Я стоял у рябины, кто-то выглянул в окно, вышла китовидная молодуха с коляской. Сердце ёкнуло, неужели Светлана? Так изменилась? Почему-то сразу не обратил внимания на высокий рост женщины. У нее должно быть большое любящее сердце.
- Что вам надо? - неожиданно недружелюбно спросила она.
- Я к Светлане, я не посторонний ей.
- Нет ее, их нет, сдали нам дом и уехали.
- Куда?
- Далеко, - она подозрительно оглядела меня, - велели никому не говорить.
Ночью пришло понимание: Анфиса - сестра Светланы, я теперь на ней женат. Все сошлось, и я успокоился.

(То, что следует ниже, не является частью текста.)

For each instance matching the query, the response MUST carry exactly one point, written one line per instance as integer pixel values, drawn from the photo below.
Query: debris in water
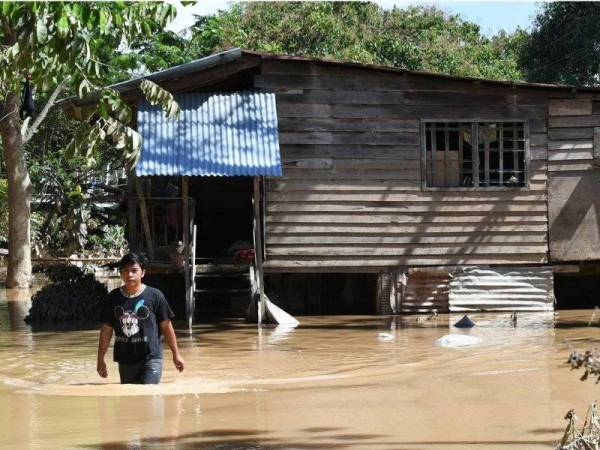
(431, 317)
(465, 322)
(593, 316)
(457, 340)
(590, 361)
(385, 337)
(586, 439)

Как и обещал осенью, то есть тридцатого ноября, утром явился Ас. Огляделся, вырвал из моей руки свечу. Не помню, чтобы зажигал. Вперед выступила Анфиса, и заговорила, обращаясь к нему:
- Она добрая, красивая, молодая девушка. Ей нравился один мальчик, принц, но она была бедная простая девушка. Она думала, что она ему не нравится. Он не смотрел на нее, не думал о ней, но это казалось только ей. Однажды ей выпала возможность поехать на бал. И там они встретились. - Ас отступил, она продолжала говорить: - Это была любовь с первого взгляда. Но судьба их разделила, девушка осталась жить в маленькой деревне, а принц уехал в другую страну. Но после долгих лет они снова встретились и жили долго и счастливо, и у них было много ребятишек.
- А у вас много детей? - спросил я.
Ас побагровел, затрясся, я впервые видел танец мужского живота и не мог отвести глаз.

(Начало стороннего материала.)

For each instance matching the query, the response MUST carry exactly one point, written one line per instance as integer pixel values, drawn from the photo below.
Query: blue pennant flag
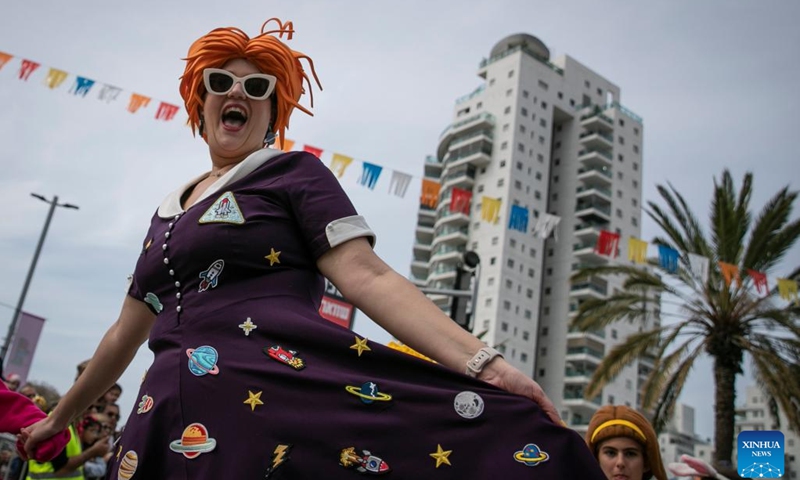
(370, 174)
(82, 86)
(518, 219)
(668, 258)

- Немедленно, слышишь? Немедленно собирайся и уматывай отсюда, иначе я не отвечаю за себя.
Он ушел. Под вечер вернулся вдвоем с Егором. Я не сразу узнал брата. Темным загаром и пестрой одеждой (красная куртка, под ней красный спортивный костюм, зеленая бейсболка и желтые кроссовки) походил на африканца. Посмотрел на Анфису и не удивился, будто знал ее и ожидал здесь увидеть, похлопал по плечу Аса, ничего, сейчас все утрясет, повернулся ко мне: "Собирайтесь, оба, вас ждет незабываемое путешествие", - и стал кому-то звонить.
Анфиса смотрела на меня, на брата, пытаясь понять, что происходит. Ее беспокойство передалось мне, и я не мог отыскать вещи. Только пара футболок, куртка и свитер. Все ее сложил в рюкзак, не забыл открытки и семейное фото с мамулей, бабулей, дядей Димой, Тарасом, Егором и мной - маленьким Спиридончиком. Отец был на работе.